O transbordo tardou um tempo, ainda que se levou a cabo com alegria e bom humor; finalmente, os barcos se despediram com mostras recíprocas de boa vontade.
Depois do último cumprimento, Jack levantou o olhar para o aparelho. O vento ainda soprava do oeste. Olhou de proa e a popa. A coberta estava limpa, reluzente. Os
marinheiros serviam em seus postos com um amplo sorriso.
- Senhor Hanson - disse ao piloto. - Ponha rumo a Cabo Pilar e ao estreito de Magalhães, se é tão amável.

 

 

 

Glossário

 

{1} Buzarda: Mar.
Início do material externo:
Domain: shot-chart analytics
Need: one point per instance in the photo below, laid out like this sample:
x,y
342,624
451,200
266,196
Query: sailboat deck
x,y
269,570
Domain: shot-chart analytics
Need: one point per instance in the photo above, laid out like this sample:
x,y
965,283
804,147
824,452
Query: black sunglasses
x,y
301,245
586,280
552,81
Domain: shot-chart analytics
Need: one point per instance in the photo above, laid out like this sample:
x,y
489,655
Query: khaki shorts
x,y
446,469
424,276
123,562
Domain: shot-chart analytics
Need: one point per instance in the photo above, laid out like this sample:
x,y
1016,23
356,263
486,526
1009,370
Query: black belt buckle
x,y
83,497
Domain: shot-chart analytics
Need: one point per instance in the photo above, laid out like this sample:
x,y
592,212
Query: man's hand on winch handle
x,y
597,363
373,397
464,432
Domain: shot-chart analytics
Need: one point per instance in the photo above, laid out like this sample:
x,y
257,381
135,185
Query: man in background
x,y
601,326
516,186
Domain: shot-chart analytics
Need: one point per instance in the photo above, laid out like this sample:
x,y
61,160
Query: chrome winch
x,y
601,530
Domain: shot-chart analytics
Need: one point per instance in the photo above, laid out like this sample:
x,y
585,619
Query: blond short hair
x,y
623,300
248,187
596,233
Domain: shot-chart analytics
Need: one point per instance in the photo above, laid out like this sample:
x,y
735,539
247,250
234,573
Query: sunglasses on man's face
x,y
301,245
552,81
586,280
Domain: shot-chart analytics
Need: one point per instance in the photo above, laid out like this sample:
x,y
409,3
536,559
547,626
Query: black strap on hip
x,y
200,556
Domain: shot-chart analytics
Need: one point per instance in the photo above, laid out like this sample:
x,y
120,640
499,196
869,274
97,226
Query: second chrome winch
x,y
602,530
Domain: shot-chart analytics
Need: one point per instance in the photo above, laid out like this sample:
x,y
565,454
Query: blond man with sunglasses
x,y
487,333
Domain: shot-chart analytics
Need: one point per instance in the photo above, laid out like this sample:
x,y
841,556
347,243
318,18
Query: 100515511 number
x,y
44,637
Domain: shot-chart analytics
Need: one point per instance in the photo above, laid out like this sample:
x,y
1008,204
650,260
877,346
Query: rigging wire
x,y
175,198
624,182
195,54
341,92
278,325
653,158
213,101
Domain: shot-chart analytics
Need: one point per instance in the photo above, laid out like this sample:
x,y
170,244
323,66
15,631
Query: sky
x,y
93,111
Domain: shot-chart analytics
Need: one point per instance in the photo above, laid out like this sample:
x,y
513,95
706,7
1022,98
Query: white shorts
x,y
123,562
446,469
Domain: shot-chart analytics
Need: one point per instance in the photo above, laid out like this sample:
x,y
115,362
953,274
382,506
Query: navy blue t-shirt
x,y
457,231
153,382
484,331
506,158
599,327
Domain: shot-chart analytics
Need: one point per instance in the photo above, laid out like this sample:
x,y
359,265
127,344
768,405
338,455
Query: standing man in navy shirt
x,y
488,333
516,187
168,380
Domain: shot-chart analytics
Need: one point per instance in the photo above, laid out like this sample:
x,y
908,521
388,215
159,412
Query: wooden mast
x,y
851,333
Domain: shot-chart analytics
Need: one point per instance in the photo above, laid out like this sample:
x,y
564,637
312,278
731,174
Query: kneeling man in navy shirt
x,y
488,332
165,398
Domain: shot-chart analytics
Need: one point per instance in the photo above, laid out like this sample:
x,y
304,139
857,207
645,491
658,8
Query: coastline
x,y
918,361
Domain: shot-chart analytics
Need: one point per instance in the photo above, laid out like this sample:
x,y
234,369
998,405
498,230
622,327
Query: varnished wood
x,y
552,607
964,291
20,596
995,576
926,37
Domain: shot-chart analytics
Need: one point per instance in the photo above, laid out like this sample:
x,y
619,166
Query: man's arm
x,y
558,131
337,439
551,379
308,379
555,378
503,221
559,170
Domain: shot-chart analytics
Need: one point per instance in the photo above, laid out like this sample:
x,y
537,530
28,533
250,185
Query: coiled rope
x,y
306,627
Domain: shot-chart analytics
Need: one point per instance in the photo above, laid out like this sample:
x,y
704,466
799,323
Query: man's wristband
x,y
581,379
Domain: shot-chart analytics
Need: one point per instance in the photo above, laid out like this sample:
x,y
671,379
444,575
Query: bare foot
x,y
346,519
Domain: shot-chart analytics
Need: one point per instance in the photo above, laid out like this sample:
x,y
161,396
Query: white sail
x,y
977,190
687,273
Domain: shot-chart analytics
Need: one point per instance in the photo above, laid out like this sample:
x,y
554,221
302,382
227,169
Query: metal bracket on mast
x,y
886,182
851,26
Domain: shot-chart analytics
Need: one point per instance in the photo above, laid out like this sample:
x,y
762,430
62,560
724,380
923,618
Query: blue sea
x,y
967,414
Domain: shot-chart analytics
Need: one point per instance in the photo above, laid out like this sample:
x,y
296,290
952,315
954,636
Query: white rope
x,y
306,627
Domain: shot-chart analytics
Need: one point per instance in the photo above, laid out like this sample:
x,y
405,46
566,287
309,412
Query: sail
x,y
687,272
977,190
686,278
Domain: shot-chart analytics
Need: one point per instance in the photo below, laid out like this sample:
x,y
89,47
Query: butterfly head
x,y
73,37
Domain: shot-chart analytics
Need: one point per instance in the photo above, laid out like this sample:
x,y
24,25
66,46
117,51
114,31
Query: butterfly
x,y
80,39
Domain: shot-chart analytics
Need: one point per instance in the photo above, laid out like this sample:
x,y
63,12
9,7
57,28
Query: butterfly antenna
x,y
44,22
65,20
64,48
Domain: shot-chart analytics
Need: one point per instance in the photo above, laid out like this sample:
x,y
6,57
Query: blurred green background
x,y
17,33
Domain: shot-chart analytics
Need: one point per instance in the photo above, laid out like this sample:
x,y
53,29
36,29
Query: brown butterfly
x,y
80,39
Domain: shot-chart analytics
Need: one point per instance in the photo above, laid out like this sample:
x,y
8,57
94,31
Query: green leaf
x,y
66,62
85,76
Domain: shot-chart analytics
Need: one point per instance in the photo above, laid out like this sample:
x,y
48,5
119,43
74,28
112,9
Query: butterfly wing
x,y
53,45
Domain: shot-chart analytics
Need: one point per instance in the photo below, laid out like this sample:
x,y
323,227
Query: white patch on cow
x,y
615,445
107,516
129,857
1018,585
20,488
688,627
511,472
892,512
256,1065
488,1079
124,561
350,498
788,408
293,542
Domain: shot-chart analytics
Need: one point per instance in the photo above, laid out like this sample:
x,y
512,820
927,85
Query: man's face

Cada uma das peças curvas com que se liga e fortalece a proa da embarcação.
{2} Bulárcama: Mar. Cada uma das ligações que, de intervalo em intervalo, colocam-se sobre o forro interior do navio, e que, cavilhadas à sobrequilha e às balizas,
servem para reforço destas.
{3} Tenedero: Mar. Paragem do mar, onde se pode prender e firmar-se a âncora.
{4} Ballestrinque: Mar. Nó marinheiro que se forma com duas voltas de cabo, dadas de tal modo que os chicotes ficam cruzados.
{5} Trata-se de um jogo infantil. Um jogador se situa no centro e tenta "roubar" os lugares ou bases dos demais jogadores enquanto estes se deslocam de uma para
outra. Na Armada Real praticavam uma versão mais complexa do jogo.
{6} Jardim: nome dado ao sanitário nos barcos.
{7} Cote: Mar. volta que se dá no chicote de um cabo, em torno de uma base, passando-o por dentro do seio.
{8} Mão da Glória é a mão de um homem que foi enforcado, seca e em conserva , muitas vezes especificada como sendo a mão esquerda. É um amuleto bastante perturbador,
com uma reputação de fazer seu dono invisível e paralisar aqueles que vêem a sua luz.
{9} Whig Party: era o partido que reunia as tendências liberais no Reino Unido, e contrapunha-se ao Tory Party, de linha conservadora.
{10} Noite de Guy Fawkes: em 5 de novembro de 1605 os católicos fracassaram em sua tentativa de voltar ao Parlamento inglês, como protesto às leis ditadas contra
eles e como parte de um complô ("Conspiração da pólvora") para acabar com Jacobo I. Seu lider, Guy Fawkes, foi capturado e executado. Os protestantes comemoram essa
data queimando pela noite um boneco de palha que o representa.
{11} Barquía: Embarcação capaz, ao extremo, de quatro remos em cada lado.